Na MP 746/16 Sociologia e filosofia são saberes “estudos e práticas” desejadas, mas não citam como disciplinas em questão, podendo ser excluídas da grade 
Os três anos do ciclo médio terão como disciplinas obrigatórias apenas: português, matemática (e inglês), que comporão 60% da grade escolar as demais disciplinas serrão flexibilizadas e 40% serão escolhidas conforme a área de afinidade do aluno 
Serão ofertadas 5 áreas de conhecimento chamados de Itinerários Formativos: linguagens e suas tecnologias; matemática e suas tecnologias; ciências da natureza e suas tecnologias; ciências humanas e sociais aplicadas e formação técnica e profissional
As SEEs definirão quais as áreas de conhecimento em regiões e cidades. É bem possível que numa determinada região ou cidade  seja ofertada apenas uma área de conhecimento. Levando-se em conta que 53% das cidades brasileiras tem apenas uma escola com ensino médio, significa que muitos alunos que não se adequarem ao itinerário ofertados, serão obrigados a deixar a escolas. Isso pode fortalecer a tendência de alta da evasão escolar do fund 2 p o médio conforme mostra relatório de 2017 do INEP (Instituto Nacional de Estudos e Pesquisas Educacionais Anísio Teixeira ) e os dados PNAD/IBGE-2014.  De forma tácita, o ensino privado será priorizado em detrimento do público, já que possivelmente as escolas privadas ofertarão as 5 áreas de conhecimento. Destaco que o Maranhão figura entre os estados com maiores índices de evasão nas séries iniciais e terminais de todos os ciclos o que pode agravar o quadro no estado.
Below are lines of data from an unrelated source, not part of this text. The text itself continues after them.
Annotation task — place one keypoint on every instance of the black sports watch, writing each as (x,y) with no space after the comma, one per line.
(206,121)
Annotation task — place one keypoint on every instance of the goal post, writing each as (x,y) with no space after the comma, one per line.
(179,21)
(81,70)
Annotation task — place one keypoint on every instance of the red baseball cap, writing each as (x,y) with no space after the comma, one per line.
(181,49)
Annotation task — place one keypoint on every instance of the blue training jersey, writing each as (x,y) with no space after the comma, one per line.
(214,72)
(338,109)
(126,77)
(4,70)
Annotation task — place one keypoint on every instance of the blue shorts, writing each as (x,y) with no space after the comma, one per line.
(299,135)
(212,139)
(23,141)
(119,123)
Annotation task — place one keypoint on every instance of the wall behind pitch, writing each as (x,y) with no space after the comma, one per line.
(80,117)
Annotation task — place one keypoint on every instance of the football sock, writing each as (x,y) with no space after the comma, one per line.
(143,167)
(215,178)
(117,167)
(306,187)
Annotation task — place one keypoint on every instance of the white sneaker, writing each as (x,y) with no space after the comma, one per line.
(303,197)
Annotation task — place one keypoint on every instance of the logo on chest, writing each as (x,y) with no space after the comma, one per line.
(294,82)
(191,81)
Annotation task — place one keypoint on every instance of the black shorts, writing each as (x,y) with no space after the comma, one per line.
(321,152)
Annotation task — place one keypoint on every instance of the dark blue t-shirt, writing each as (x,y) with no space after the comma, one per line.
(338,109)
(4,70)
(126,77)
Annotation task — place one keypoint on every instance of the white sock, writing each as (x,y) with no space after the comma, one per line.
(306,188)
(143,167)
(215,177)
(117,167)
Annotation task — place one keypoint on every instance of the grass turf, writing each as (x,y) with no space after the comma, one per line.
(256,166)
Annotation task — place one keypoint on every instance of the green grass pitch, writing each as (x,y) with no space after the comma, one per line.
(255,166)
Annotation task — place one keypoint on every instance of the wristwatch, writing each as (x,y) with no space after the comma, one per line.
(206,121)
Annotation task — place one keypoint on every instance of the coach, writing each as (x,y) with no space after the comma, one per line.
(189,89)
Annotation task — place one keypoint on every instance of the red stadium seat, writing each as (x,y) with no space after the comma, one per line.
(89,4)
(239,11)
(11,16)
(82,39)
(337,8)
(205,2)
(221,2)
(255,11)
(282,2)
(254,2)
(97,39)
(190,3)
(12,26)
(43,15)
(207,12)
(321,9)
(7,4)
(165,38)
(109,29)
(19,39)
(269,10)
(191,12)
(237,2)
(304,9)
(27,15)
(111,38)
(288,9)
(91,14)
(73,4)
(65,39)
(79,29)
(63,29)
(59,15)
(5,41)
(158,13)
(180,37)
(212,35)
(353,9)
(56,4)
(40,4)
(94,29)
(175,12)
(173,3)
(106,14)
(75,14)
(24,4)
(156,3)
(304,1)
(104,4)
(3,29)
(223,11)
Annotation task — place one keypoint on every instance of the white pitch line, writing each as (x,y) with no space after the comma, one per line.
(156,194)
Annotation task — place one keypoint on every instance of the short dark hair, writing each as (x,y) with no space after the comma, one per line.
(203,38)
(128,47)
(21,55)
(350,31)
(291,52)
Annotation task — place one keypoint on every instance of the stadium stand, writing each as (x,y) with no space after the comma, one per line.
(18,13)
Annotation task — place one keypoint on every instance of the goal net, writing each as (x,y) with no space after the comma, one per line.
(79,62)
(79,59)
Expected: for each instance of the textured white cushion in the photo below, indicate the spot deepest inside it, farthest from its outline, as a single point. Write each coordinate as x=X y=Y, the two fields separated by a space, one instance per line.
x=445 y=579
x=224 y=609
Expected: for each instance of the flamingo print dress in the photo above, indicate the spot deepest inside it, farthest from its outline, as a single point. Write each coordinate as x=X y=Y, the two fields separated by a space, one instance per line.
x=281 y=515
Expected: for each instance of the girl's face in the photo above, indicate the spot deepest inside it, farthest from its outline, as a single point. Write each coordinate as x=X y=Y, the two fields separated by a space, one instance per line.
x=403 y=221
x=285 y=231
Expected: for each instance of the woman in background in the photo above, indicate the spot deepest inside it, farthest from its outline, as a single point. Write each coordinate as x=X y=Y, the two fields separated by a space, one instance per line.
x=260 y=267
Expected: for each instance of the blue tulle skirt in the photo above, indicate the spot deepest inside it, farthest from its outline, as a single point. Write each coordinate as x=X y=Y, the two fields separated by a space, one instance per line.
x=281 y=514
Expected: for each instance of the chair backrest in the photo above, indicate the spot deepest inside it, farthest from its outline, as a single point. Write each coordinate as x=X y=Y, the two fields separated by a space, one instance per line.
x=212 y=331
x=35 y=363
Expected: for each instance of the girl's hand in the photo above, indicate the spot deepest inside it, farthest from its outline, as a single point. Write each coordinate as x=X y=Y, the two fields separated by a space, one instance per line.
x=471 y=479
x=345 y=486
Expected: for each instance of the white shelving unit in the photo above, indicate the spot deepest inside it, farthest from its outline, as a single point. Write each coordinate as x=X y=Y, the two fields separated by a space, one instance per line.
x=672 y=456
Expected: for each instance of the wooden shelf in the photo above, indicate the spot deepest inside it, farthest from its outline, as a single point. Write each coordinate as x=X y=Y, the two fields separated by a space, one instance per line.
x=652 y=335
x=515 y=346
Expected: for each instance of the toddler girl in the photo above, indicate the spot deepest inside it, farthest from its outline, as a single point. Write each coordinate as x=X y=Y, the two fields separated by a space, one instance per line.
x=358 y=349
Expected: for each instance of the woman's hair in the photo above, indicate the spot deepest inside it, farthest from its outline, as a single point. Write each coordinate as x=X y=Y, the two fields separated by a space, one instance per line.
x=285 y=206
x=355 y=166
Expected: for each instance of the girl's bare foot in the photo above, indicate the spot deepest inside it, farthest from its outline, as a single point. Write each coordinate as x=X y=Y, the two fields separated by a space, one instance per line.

A flexibilização também implica em  fatores organizativos como: alguns professores terão mais hora/aula entre um semestre ou noutro, haverá descompasso entre as disciplinas e a capacidade sistematizadora dos cursos, as matérias técnicas tendem a tirar espaço das matérias propedêuticas.
Esse modelo prioriza a tecnização e a vinculação da educação as necessidades imediatas do mercado o que implica na adequação dos equipamentos e no   aparelhamento  com investimentos em infraestrutura. Não há clareza de onde virão os recursos. A lei de teto fiscal (Emenda Constitucional 95) impossibilita realocamento de recursos ou ampliação da Receita por 20 anos. Além desses limites houve   cortes na educação (foram de 12% em 2017 e  de   32.9% em 2018  aprovadas na Lei Orçamentária Anual- LOA). 
Segundo anúncio do MEC as verbas poderão vir de empréstimo externo entre o MEC e o Banco Interamericano de desenvolvimento (BID) firmados em maio de 2017. Ou seja, congela-se o orçamento com a educação e endivida-se externamente.
Também aqui abre-se a possibilidade para que o fornecimento da infraestrutura do escolar seja feito por gestão privada através de cessão do uso ou por parceria público privada (PPP).
Igualmente, em detrimento dos cursos de licenciaturas serão ofertados certificados de Notório Saber ( arti 61- inciso 5) para técnicos, bacharéis etc que lecionem em disciplinas técnicas, da mesma forma serão certificados instituições privadas que possam fornecer essa certificação.  .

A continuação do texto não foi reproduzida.